Doctor Challenges Drug Database Monitors on Privacy Grounds

The epidemic of accidental deaths due to overdosing on opioid medicines has been well-documented. The perils of chronic pain management are the subject of Patrick’s patient safety newsletter this month. One way authorities are dealing with the problem is via a database of controlled drug use, so that practitioners and pharmacists can see if patients are “doctor-shopping” to get more meds than are safe.

One doctor who got into trouble has gone to court over this database monitoring, claiming that his state’s medical board violated his patient’s privacy rights when investigators ran the doctor’s name through the database.

As explained in a story by KaiserHealthNews.org (KHN), the case against Dr. Alwin Lewis started with a patient’s complaint about his dietary advice. By the time it reached the California Supreme Court, the issue was much graver: Should regulators have unrestricted access to the state database detailing doctors’ prescribing practices?

Lewis’ patient had complained to the Medical Board of California about his “five-bite” diet program, which consisted of no breakfast, then just five bites of any food for lunch and dinner.
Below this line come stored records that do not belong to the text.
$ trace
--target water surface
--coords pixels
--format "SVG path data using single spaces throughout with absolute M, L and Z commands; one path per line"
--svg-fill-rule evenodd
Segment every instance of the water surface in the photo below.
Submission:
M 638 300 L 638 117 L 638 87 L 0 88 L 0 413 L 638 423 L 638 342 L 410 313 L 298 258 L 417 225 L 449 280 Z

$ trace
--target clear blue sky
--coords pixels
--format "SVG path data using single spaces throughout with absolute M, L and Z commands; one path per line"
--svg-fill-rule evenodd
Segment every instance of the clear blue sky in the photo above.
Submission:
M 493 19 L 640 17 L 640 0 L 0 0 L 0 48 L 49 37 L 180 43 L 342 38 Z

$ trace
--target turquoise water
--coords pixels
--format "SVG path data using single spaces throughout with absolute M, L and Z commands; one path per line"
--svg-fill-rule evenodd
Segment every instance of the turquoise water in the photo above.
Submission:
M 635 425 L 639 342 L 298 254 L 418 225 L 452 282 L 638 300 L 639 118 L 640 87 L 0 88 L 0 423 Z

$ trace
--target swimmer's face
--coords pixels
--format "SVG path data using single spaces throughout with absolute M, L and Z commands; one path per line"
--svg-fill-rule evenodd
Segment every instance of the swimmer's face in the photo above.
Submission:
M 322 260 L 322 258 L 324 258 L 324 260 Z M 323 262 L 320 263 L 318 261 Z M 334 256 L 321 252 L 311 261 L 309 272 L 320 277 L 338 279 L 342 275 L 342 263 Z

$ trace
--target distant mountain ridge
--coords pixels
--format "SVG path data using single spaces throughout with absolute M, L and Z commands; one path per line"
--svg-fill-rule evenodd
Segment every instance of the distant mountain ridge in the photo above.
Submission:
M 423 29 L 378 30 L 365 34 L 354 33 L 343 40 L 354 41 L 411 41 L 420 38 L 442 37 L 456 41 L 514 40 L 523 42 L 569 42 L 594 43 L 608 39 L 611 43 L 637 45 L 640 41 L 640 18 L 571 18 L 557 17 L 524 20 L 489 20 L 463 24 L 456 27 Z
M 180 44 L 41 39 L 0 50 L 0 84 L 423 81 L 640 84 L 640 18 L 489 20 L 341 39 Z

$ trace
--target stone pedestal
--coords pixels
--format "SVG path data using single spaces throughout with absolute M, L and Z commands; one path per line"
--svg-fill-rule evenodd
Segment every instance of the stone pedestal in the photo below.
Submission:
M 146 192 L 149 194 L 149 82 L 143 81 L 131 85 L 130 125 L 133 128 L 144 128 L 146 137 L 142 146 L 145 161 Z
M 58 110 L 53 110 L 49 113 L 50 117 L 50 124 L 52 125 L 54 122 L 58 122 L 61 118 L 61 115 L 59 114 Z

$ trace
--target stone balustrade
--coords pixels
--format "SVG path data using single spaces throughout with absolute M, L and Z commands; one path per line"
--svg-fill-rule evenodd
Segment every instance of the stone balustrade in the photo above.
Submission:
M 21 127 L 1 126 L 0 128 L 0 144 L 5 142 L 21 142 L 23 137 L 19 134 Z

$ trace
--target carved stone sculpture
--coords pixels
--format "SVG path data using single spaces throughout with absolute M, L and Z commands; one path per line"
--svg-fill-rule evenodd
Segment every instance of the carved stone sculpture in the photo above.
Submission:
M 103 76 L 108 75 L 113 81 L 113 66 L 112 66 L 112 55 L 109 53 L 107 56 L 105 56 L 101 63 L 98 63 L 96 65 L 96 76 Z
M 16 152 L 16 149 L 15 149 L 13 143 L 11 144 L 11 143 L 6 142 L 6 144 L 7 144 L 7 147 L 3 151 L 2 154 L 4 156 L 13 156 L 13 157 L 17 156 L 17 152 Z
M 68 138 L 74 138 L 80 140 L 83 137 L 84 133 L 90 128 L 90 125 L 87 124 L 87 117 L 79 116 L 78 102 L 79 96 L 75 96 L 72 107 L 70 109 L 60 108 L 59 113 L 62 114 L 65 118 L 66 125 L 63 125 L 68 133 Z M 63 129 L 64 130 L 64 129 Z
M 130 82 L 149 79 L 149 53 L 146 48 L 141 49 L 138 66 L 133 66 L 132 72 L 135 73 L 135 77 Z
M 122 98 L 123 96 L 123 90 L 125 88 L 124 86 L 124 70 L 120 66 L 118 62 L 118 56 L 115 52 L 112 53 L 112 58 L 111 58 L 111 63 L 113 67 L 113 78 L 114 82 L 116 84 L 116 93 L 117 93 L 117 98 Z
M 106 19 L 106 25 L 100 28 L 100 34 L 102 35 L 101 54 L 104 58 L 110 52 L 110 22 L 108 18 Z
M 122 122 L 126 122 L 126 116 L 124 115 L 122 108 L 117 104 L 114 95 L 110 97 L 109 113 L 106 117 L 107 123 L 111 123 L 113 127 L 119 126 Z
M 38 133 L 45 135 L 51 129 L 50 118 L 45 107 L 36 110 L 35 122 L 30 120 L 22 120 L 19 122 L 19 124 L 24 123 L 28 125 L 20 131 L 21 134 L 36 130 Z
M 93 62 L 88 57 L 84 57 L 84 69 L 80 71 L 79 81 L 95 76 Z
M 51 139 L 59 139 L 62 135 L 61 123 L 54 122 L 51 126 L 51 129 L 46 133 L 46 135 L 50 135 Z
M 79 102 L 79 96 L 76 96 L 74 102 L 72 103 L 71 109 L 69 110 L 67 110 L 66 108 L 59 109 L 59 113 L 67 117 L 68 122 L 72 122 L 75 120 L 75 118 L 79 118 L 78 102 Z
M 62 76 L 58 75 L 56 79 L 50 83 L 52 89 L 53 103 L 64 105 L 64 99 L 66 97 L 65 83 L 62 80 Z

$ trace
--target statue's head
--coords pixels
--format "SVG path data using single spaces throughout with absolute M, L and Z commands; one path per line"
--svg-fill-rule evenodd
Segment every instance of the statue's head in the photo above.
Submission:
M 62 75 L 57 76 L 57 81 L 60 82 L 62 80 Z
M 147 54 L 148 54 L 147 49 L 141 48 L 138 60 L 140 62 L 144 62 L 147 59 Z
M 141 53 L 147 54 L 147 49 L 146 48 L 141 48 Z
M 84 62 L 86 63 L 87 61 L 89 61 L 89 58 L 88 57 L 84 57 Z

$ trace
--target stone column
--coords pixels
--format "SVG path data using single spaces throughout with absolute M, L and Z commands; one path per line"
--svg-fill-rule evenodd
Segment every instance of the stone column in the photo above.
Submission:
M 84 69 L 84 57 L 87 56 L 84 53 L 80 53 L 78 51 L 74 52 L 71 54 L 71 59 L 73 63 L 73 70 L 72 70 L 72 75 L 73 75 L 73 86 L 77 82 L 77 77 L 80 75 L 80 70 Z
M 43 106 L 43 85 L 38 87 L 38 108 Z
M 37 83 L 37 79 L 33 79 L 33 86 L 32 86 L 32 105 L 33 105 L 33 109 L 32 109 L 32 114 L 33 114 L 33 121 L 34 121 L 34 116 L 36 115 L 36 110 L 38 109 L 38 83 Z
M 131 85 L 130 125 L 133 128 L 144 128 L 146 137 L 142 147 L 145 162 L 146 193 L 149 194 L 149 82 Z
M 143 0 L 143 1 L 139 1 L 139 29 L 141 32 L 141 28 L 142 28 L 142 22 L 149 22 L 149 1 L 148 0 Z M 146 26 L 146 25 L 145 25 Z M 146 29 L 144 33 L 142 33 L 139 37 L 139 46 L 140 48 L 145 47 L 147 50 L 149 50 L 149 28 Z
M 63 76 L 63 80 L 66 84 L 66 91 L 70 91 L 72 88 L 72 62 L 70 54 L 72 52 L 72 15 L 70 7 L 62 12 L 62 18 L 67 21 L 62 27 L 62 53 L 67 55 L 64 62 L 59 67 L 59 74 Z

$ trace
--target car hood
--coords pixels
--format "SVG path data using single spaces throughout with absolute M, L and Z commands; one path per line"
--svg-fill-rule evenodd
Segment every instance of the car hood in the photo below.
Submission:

That complaint didn’t much interest the medical board, but when they searched the database, investigators noticed other possible problems about how Lewis was prescribing medications to other patients.

In 2013, the medical board found that Lewis had kept poor records and had briefly overprescribed medications to two patients. It placed him on three years’ administrative probation.

Lewis charged that the board had gone fishing for a case against him, and used the privacy issue as his legal argument. His attorney said regulators should have to get a court order or a signed patient release to look through the database, just as they are required to do for a patient’s medical records.

Lewis lost in lower court, and took the case to the state Supreme Court. It has agreed to hear the case sometime this year.

Access to prescription databases by law enforcement officials has been challenged in other states, KHN reported, but the California case is thought to be among the first to challenge medical boards’ unrestricted access.

Although the decision would have an effect only in California, the case is of national interest. The American Medical Association (AMA) joined the California Medical Association in filing briefs supporting Lewis.

In California, the prescription drug database is maintained by the state’s Department of Justice. Based on weekly reports from pharmacies that have filled prescriptions for high-risk drugs including powerful painkillers, it compiles information including names of physicians and patients. By law, the justice department must provide reports to certain civil and criminal investigators, including the medical board.

The state Prescription Drug Monitoring Programs (PDMP) were established to ferret out “doctor shopping” by addicts and drug dealers looking to fill pain prescriptions from multiple providers. Although it’s a federal initiative, each state runs its own program, licensing medical boards and law enforcement to spot and address reckless prescribing by doctors.

Some civil liberties advocates, including the American Civil Liberties Union, (ACLU) are troubled by the sweeping nature of a PDMP’s power. They say that law enforcement should have to meet a “probable cause” standard before getting such records, just as cops must have probable cause before they may search your car when they stop you for a traffic infraction.

One ACLU attorney who has brought such cases, agreed with Lewis’ attorney that even medical licensing officials should have to meet some legal standard before getting such records, because it’s about not only the doctor, but the patient.

According to KHN, states generally don’t make it difficult for medical licensing boards seeking information as part of their duties. Some industry observers say that a decision in Lewis’ favor could encourage states to erect new barriers against licensing boards learning about medical providers who prescribe dangerous and addictive medications.

But as Lewis says, the original complaint against him wasn’t about drug prescriptions, it was about dietary advice. But the board still ran his name through its huge database of patient names and medications.

Although the AMA supports maintaining drug prescription databases, in a statement, its chairman-elect said, “allowing unfettered access by those outside of the health-care system to use information in [the databases] violates essential legal and ethical standards of patient privacy.”

The California medical board, supported by lower court rulings, says waiting long enough to get a court order could imperil patient safety, and claims that the situation is not analogous to protecting private medical records.

Unlike medical records, said an appeals court, prescriptions for controlled substances “are subject to regular scrutiny by law enforcement and regulatory agencies.” So patients have a “diminished expectation of privacy” about their information in the databases.

“If the privacy issue were litigated before accessing [the database], the prescribing physician under investigation could stall the release of these records, which would prevent the state from exercising its police power to protect the public health.”

Privacy concerns have been voiced since the PDMPs first got significant federal grant money about a decade ago to deal with prescription drug abuse. Some people think there’s a middle ground between protecting privacy and protecting patients, such as shielding certain identifying information from investigators before they get court orders for the reports.

“Too much is at stake to weaken the programs,” KHN said in summarizing the opinion of Thomas Clark, a researcher at PDMP Center for Excellence at Brandeis University. He said they were valuable tools in finding wrongdoing among patients, doctors and pharmacies.

“Any one of them could be doing something potentially risky,” he said.